Despite the Camp David G8 summit's support for a shift from austerity to growth, there is no agreement among major western leaders on what growth requires.
Here is an idea whose time has come: a Financial Transactions Tax.
The tax would do two things urgently required by the crisis. It would take some of the profit out of the pure speculation that has created such hardship for countries like Greece, Portugal, Spain, and Ireland whose economies have already been pummeled by recession and by perverse demands for belt tightening.
And a tax on financial trades could raise some serious revenue, which could be put back into green investment and other forms of economic stimulus to help the economies of Europe revive.
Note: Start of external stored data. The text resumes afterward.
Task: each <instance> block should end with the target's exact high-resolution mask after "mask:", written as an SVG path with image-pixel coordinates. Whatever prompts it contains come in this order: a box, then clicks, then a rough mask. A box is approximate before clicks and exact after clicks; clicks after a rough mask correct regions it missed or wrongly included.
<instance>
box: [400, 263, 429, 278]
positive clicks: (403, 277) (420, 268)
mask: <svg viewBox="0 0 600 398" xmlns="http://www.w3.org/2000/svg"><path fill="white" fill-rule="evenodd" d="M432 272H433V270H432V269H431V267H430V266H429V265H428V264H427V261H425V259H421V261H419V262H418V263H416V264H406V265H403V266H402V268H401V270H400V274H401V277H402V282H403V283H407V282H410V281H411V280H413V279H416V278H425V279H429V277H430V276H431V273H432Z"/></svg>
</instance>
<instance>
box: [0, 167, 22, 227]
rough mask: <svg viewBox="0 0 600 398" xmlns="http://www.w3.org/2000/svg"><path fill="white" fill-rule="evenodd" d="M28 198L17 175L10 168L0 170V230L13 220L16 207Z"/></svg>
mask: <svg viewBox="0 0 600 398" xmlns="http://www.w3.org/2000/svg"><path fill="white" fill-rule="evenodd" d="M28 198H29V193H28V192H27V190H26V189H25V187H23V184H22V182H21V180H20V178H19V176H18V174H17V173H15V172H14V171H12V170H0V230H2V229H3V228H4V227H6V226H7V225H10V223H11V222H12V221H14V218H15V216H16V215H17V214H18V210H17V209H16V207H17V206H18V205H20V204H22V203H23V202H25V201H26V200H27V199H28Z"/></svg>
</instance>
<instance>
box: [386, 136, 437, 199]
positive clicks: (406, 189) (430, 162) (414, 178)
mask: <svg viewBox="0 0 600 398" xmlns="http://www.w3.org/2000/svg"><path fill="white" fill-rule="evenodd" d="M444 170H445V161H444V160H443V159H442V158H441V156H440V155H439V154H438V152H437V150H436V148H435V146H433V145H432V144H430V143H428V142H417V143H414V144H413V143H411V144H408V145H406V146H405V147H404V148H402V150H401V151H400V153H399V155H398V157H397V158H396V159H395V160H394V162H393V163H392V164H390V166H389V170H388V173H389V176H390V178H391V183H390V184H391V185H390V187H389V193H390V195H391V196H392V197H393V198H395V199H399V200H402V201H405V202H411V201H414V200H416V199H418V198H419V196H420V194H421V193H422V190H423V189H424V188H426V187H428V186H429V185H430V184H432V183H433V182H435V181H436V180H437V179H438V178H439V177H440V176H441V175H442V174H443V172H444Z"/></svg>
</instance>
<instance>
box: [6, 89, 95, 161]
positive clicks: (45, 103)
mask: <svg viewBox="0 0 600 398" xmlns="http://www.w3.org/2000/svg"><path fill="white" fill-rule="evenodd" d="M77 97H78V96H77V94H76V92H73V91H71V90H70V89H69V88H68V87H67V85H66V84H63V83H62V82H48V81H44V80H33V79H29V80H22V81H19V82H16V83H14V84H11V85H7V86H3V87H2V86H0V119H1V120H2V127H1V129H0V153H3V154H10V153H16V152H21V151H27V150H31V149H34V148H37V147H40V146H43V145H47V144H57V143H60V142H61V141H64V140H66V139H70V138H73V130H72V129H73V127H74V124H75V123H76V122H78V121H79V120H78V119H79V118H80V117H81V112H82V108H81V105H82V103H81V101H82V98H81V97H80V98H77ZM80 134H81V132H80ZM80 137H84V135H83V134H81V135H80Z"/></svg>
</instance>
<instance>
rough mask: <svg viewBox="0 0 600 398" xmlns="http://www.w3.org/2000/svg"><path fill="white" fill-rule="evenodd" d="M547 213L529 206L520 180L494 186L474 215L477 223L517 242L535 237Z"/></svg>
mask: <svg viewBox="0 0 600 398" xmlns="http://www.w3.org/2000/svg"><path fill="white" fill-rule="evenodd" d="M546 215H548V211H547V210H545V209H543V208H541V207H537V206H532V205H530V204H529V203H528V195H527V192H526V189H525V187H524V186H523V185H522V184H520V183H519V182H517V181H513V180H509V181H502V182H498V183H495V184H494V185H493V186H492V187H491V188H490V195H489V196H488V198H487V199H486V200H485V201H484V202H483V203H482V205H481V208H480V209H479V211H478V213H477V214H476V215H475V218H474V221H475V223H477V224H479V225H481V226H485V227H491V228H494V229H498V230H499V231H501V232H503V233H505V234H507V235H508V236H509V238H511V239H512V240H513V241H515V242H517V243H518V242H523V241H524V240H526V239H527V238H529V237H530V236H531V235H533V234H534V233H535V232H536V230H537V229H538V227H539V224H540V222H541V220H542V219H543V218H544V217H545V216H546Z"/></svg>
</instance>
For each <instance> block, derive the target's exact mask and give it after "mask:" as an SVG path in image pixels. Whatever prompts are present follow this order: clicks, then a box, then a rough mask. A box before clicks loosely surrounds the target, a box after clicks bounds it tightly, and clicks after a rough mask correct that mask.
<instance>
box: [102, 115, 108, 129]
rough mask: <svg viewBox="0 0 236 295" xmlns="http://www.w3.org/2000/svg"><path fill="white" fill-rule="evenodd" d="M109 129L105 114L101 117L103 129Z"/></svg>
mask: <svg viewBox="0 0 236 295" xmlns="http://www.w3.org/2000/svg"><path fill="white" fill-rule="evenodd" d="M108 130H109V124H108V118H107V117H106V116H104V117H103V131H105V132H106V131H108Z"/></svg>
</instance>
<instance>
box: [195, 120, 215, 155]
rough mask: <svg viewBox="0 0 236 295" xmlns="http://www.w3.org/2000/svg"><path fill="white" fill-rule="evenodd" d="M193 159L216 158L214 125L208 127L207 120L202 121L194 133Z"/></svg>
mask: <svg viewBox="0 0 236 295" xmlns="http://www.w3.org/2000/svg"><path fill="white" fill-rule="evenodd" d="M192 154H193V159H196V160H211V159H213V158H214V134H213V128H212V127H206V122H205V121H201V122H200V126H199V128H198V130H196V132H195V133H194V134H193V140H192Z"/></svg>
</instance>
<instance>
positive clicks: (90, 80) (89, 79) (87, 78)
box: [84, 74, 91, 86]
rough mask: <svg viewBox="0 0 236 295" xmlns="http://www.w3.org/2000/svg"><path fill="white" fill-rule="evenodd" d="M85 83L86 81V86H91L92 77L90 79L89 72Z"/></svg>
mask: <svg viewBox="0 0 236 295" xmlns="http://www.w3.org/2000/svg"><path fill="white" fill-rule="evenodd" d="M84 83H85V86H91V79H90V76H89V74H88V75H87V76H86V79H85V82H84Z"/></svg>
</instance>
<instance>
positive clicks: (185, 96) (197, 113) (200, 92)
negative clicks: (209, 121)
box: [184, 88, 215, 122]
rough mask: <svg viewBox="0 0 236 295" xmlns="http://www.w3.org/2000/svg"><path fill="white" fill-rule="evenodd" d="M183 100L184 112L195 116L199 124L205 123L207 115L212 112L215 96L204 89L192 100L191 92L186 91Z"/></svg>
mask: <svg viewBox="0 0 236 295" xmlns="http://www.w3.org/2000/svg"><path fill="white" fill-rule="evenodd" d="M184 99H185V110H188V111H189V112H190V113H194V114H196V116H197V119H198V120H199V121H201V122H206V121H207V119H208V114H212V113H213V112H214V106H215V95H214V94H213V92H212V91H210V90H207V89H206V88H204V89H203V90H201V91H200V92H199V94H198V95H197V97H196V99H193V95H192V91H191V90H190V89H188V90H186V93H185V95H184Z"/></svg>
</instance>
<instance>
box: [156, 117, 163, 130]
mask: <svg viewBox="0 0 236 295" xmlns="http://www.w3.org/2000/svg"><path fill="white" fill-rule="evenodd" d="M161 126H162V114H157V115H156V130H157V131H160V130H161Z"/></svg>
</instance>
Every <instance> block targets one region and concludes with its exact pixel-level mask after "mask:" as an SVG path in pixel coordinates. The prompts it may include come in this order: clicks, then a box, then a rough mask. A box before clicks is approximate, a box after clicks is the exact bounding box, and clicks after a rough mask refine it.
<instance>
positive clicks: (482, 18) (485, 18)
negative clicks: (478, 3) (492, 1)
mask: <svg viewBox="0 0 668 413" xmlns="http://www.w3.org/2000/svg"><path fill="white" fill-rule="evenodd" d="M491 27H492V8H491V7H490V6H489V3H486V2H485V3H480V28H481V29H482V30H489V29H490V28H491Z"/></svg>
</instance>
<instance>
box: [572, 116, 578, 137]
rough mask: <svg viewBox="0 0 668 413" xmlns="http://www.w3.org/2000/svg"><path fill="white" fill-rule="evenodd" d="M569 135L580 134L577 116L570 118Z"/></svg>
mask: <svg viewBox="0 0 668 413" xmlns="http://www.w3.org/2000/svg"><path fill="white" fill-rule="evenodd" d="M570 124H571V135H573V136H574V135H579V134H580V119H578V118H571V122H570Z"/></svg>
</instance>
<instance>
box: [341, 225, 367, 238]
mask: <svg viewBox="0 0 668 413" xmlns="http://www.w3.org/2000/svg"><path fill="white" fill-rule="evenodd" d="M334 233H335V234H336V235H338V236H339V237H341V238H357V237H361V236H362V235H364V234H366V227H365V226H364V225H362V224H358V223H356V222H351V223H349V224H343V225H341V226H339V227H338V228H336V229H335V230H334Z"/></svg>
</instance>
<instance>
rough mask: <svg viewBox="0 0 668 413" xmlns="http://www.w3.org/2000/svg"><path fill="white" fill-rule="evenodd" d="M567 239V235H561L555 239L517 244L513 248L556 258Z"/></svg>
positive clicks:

This week is crucial for the fate of the FTT. Europe's leaders are gathering for an emergency growth summit in Brussels. And the European Parliament will be debating a report from its Economic and Monetary Affairs committee, which has recommended enactment of such a tax.
The obstacles: the conservative British government of David Cameron opposes the idea, both in principle and because it believes that any such revenues levied on British finance should go to London, not Brussels. And President Barack Obama has thrown cold water on the idea. It would be hard for continental Europe, the smallest of the three money centers, to make an FTT stick without support from New York and London.
But what ideology has resisted, a crisis may yet achieve. This week, a large coalition of citizen groups, trade unions, and progressive parties will be putting on the most intensive press yet, in a coordinated Robin Hood Tax Global Week of Action, for a tax to take the profit out of the toxic business model that crashed our economies. This effort deserves our support.